- Theatrical release poster
- Italian: Il ragazzo dai pantaloni rosa
- Directed by: Margherita Ferri
- Screenplay by: Roberto Proia
- Produced by: Roberto Proia
- Starring: Claudia Pandolfi; Samuele Carrino; Sara Ciocca; Andrea Arru; Corrado Fortuna;
- Cinematography: Martina Cocco
- Edited by: Mauro Rossi
- Music by: Francesco Cerasi
- Production companies: Eagle Pictures; Weekend Films;
- Distributed by: Eagle Pictures
- Release dates: 24 October 2024 (Rome); 7 November 2024 (Italy);
- Running time: 115 minutes
- Country: Italy
- Language: Italian
- Box office: €10 million

= The Boy with Pink Pants =

2024 film by Margherita Ferri

The Boy with Pink Pants (Il ragazzo dai pantaloni rosa, also known as The Boy with Pink Trousers) is a 2024 Italian drama film directed by Margherita Ferri, starring Claudia Pandolfi and Samuele Carrino.

== Plot ==
Andrea Spezzacatena is a teenager who lives with his parents, Teresa and Tommaso, and his younger brother, Daniele. Thanks to his singing talent, he is invited to audition for a papal choir, in which he is accepted. There, he is struck by Christian Todi, a student who has repeated a year and with whom he finds himself sharing a class at the beginning of the eighth grade. Andrea befriends a classmate, Sara, and also manages to become friends with Christian by helping him with his studies.

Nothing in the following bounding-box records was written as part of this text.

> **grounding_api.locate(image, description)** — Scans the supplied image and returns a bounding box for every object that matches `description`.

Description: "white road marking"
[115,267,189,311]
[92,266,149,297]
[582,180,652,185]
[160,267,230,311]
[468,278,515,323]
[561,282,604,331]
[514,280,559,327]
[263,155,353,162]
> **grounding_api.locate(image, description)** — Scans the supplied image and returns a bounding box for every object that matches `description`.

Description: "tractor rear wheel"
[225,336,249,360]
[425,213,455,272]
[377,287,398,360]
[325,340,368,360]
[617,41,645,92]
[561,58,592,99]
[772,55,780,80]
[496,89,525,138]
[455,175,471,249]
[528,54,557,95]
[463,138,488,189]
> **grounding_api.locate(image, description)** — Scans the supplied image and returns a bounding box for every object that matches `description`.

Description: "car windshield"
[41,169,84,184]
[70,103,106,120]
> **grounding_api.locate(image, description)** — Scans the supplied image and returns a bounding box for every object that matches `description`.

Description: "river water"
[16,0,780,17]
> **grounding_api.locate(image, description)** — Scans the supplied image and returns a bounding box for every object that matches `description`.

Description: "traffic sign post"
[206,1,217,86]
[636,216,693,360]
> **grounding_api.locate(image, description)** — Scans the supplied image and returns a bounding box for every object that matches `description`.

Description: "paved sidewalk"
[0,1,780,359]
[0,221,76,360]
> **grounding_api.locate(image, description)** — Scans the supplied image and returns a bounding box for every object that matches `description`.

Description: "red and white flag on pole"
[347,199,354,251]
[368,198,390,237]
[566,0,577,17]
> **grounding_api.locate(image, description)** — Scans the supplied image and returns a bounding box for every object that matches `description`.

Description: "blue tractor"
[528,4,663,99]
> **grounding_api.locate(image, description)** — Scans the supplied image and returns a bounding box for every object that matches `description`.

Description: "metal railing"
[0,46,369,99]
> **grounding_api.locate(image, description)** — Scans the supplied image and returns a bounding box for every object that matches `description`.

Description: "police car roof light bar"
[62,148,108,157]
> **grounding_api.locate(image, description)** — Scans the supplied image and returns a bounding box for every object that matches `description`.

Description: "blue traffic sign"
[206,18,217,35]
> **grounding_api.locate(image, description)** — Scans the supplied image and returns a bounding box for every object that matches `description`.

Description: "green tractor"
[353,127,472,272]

However, Christian distances himself from him when only Andrea is chosen among the young singers selected to perform for the Pope.

Andrea suffers a heavy blow when his parents announce their decision to divorce. Christian seemingly gets closer to him again, prompting Andrea to confide in him about his distress, as well as the fact that, because of it, he has wet the bed in his sleep. However, Christian reveals this to their class. When Andrea enters the classroom, he finds a drawing on the blackboard depicting him with a wet bed, while the whole class laughs and mocks him.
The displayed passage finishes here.